On May 15, Tom Lamitina traveled to Eckard's home in Jacksonville for their first attempt at home insemination, according to the couple. They went to separate rooms. He provided the sperm. Then in private, she used a syringe to complete the procedure.
After four to six attempts, Eckard became pregnant. She sent news to Tom Lamitina with balloons and a card of congratulations.
Never signed a contract
She also asked him to sign a contract, one based on a boilerplate for surrogate mothers that she found on the Internet. It required him to pay her$1,500 a month until the baby was born, he said.
He signed it. She never did, according to her attorney.
Their unstructured approach to nailing down parental rights was a big mistake, said Patricia Strowbridge, an Orlando adoption attorney who also handles as many as two dozen surrogacy cases a year.
"There's almost a limitless ability for people to get themselves into a legal quagmire," she said. "When people start dealing with creating children in their own sort of creative ways, they're going to wind up with huge legal problems because parental rights are very difficult to assess in this situation."
She said Eckard has the stronger case.
Smoking leads to breakup
The relationship between the Lamitinas and Eckard began to come apart about two months after Eckard got pregnant. In mid-October, Eckard and her family visited SeaWorld and stayed overnight with the Lamitinas, according to the couple.
While she was there, Gwyn Lamitina caught Eckard smoking a cigarette, something outlawed by the contract, she said.
After a series of discussions that turned increasingly hostile, the Lamitinas cut off their monthly payments to Eckard, saying they would pay only after the baby was born, they said.
Tom Lamitina accused Eckard of switching his sperm with someone else's.
That's about the time Eckard hired an attorney, insisted on DNA testing and pressed Tom Lamitina to renegotiate their contract, Tom Lamitina said.
The DNA tests proved the baby was his, but there was no new contract.
Lawsuit follows birth
Baby Emma was born May 9. Two weeks later, Eckard sued Lamitina, asking for custody and child-support payments.
"We're asking for sole custody," said Hampton, her attorney.
"We don't even want him to have any kind of visitation."
Tom Lamitina is bitter about the whole thing.
"I just felt that I was robbed," he said.
Circuit Judge W. Gregg McCaulie in Jacksonville could rule on where BabyEmma should live as early as this week.
Rene Stutzman can be reached at email@example.com or 407-324-7294.
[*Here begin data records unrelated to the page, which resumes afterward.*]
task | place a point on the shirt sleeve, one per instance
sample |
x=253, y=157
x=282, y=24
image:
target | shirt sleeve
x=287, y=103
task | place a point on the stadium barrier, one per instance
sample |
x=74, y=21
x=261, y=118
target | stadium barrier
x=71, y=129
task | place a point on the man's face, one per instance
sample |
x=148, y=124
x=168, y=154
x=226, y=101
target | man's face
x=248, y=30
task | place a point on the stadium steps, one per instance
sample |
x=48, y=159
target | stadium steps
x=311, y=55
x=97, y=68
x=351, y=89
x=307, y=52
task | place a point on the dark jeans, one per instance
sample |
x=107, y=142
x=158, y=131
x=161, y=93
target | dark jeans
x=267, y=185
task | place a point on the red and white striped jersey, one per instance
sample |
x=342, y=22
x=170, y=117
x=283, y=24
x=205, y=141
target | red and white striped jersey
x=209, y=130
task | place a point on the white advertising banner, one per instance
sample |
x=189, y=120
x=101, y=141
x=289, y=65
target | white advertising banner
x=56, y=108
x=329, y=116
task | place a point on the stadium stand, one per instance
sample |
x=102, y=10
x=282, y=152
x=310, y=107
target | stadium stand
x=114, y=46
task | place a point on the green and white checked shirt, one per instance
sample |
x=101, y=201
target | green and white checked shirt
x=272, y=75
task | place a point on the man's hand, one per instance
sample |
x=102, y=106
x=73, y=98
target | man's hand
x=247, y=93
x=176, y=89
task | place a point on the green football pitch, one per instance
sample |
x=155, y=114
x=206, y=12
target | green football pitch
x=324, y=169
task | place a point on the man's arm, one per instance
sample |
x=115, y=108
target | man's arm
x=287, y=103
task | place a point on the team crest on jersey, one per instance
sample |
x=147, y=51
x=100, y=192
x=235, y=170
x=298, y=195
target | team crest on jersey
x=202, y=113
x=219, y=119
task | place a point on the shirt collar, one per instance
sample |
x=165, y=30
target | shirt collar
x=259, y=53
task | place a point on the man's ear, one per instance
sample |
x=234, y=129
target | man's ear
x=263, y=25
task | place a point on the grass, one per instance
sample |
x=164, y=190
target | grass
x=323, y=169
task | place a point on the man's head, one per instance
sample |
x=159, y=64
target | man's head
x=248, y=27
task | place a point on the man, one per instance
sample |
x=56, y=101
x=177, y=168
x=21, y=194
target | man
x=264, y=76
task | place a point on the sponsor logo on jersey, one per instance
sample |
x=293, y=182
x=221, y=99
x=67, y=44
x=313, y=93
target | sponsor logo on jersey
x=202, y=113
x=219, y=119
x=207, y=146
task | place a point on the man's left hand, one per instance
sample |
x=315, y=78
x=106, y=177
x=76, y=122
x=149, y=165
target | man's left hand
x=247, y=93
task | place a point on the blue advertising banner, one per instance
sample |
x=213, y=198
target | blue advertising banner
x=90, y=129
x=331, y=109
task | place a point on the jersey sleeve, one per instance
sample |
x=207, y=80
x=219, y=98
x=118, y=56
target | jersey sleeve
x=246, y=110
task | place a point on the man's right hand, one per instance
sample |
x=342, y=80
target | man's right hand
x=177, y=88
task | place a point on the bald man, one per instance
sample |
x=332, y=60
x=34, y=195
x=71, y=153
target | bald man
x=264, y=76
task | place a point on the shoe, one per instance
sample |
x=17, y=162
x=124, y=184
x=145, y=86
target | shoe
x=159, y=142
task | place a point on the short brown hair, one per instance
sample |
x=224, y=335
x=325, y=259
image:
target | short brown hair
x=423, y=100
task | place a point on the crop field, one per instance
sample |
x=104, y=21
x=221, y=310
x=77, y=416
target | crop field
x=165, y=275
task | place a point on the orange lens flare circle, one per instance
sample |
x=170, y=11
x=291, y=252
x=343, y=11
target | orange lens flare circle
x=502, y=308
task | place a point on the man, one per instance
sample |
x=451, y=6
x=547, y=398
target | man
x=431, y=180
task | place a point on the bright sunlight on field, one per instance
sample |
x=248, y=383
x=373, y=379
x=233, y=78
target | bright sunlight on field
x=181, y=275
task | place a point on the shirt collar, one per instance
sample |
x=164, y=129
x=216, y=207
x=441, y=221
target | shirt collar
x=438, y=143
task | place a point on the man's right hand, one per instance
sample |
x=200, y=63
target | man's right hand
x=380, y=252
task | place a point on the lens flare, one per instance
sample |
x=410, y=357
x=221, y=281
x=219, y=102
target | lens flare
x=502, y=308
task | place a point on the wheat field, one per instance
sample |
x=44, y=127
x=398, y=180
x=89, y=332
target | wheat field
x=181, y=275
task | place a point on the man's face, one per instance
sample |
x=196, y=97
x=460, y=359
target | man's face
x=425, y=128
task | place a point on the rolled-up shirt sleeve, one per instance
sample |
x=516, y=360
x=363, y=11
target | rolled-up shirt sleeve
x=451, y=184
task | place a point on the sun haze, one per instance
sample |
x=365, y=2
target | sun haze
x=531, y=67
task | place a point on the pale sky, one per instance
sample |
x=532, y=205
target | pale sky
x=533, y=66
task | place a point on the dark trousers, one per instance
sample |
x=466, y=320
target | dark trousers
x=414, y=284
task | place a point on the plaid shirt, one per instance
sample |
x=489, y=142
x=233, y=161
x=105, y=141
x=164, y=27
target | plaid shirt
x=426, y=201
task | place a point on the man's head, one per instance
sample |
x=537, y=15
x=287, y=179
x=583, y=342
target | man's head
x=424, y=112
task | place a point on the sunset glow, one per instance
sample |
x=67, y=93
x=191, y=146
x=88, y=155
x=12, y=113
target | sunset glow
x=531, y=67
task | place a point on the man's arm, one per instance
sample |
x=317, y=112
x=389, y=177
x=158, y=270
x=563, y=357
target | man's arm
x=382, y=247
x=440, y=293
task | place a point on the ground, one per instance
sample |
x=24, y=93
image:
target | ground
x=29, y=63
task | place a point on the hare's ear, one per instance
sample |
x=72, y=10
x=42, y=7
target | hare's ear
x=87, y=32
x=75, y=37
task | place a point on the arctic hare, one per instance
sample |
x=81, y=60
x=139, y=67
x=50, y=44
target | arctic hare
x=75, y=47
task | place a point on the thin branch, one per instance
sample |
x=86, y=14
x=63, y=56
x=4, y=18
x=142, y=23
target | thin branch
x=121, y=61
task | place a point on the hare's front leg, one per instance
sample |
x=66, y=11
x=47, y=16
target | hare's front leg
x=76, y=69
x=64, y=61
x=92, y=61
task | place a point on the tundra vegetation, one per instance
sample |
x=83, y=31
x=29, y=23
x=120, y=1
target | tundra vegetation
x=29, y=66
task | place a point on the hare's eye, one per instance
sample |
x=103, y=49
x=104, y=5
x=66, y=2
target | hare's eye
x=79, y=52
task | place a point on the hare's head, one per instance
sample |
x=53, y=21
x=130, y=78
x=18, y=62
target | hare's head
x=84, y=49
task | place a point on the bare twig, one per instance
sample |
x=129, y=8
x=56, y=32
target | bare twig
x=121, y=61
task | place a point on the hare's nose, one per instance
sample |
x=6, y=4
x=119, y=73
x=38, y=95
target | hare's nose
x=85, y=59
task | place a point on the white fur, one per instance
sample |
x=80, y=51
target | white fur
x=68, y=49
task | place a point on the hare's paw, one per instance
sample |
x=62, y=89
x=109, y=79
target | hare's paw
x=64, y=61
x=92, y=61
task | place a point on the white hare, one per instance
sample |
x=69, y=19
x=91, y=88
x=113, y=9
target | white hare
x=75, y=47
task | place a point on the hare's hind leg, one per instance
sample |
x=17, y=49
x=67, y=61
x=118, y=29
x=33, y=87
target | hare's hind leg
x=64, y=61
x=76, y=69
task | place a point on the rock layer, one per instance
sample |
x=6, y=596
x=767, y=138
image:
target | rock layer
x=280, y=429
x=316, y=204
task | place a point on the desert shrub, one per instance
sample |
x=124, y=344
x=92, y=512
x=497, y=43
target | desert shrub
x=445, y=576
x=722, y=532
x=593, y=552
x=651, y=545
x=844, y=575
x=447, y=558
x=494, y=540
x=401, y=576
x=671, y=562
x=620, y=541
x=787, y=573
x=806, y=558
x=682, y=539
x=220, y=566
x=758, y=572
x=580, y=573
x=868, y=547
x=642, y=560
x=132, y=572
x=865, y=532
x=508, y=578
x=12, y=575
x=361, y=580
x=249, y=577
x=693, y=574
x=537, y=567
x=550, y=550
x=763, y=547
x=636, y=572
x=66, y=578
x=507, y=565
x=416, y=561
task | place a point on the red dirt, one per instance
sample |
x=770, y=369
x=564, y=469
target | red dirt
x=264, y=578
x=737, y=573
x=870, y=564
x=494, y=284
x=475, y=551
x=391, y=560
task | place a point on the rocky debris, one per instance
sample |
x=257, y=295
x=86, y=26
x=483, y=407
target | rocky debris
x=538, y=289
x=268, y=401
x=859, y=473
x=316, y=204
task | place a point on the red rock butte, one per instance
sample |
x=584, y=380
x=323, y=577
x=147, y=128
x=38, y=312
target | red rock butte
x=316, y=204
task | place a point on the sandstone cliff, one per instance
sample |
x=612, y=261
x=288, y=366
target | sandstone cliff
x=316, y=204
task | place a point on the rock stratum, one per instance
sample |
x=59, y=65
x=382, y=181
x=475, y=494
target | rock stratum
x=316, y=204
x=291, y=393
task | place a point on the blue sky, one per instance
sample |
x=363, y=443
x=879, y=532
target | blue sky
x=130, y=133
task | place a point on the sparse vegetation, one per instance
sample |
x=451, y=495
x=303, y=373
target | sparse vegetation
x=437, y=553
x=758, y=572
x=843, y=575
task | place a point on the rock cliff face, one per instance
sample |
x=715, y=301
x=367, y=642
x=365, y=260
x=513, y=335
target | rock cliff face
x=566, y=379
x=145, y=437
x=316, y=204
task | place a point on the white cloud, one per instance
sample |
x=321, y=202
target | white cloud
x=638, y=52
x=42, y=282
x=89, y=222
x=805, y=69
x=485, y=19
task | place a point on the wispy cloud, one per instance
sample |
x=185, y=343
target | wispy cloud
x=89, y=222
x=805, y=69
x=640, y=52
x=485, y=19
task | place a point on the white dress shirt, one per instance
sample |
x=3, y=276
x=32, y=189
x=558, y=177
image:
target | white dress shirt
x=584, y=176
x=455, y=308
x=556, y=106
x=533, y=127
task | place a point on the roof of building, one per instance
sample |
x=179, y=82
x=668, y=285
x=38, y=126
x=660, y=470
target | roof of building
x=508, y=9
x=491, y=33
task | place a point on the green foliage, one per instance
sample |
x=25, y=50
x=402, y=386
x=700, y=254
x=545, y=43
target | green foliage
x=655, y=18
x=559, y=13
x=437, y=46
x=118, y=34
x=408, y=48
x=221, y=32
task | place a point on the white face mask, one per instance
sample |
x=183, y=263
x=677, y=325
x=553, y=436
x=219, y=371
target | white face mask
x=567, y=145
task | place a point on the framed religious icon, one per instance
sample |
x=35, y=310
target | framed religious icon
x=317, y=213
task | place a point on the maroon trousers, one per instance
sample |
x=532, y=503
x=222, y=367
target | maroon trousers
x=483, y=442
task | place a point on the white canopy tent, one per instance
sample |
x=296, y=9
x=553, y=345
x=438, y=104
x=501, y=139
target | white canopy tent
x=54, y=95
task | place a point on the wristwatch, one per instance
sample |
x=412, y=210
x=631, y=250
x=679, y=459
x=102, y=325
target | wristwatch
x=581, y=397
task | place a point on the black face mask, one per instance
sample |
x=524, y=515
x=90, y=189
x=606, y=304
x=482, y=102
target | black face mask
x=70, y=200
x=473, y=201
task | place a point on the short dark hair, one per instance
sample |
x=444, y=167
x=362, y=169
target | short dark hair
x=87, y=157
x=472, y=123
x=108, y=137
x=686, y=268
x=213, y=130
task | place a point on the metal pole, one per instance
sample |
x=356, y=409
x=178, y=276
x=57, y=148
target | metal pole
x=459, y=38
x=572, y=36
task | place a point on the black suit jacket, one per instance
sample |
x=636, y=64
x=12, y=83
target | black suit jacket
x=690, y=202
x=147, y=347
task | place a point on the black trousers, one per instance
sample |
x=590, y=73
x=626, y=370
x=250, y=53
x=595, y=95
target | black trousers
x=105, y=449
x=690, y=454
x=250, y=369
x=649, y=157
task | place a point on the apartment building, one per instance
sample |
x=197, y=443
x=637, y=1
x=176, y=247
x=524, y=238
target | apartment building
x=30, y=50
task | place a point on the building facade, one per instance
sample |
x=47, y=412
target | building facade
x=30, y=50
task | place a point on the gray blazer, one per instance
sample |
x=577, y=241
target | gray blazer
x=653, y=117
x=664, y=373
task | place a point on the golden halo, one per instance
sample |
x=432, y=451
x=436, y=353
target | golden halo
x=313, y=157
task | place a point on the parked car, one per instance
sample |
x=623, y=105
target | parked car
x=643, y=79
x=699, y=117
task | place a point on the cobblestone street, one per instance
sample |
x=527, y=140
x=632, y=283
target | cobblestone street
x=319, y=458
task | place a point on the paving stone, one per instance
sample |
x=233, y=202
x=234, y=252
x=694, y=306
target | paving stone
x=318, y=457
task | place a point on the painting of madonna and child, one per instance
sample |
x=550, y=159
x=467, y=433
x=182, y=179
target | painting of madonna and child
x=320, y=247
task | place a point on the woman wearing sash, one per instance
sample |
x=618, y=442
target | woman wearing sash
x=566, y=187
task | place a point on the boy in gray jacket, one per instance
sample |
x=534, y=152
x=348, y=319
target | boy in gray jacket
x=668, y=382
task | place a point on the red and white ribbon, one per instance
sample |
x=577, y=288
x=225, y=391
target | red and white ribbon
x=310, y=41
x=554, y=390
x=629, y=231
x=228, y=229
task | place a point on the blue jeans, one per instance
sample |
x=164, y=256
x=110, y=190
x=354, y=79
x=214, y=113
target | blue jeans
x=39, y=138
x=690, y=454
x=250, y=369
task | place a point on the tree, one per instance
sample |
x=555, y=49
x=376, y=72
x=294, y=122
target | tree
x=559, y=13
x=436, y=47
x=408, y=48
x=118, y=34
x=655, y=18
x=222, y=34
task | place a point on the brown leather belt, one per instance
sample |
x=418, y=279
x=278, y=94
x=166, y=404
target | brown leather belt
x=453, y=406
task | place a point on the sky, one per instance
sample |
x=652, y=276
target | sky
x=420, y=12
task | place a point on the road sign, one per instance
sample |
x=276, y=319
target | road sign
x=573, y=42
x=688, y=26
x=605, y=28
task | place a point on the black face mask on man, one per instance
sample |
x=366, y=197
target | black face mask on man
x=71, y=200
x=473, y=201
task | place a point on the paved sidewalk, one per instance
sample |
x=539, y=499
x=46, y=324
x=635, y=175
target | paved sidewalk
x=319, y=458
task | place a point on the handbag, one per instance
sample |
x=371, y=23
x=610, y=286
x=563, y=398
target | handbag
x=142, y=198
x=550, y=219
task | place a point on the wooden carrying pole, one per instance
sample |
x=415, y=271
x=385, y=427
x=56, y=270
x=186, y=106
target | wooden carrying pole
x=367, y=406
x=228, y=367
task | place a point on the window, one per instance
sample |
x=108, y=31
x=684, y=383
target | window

Copyright © 2007, Orlando Sentinel
Monday, September 17, 2007
Orlanda Surrogacy and the Fight For Custody
This case represents the importance of having a legal contract in place prior to the medical procedure taking place, especially crucial in a traditional surrogacy case where the carrier is genetically linked to the child she gives birth to. When I am consulting with clients seeking a traditional surrogate, a woman who donates her eggs, as well as carries the child for the couple, I advise them of how critical it is to have the legal contract in place prior to the start of any insemination, whether at home or adminstered by a liscensed physician. In fact, after our consult, most couples feel traditional surrogacy is not worth the risk, and they choose to work with a separate egg donor and gestational carrier.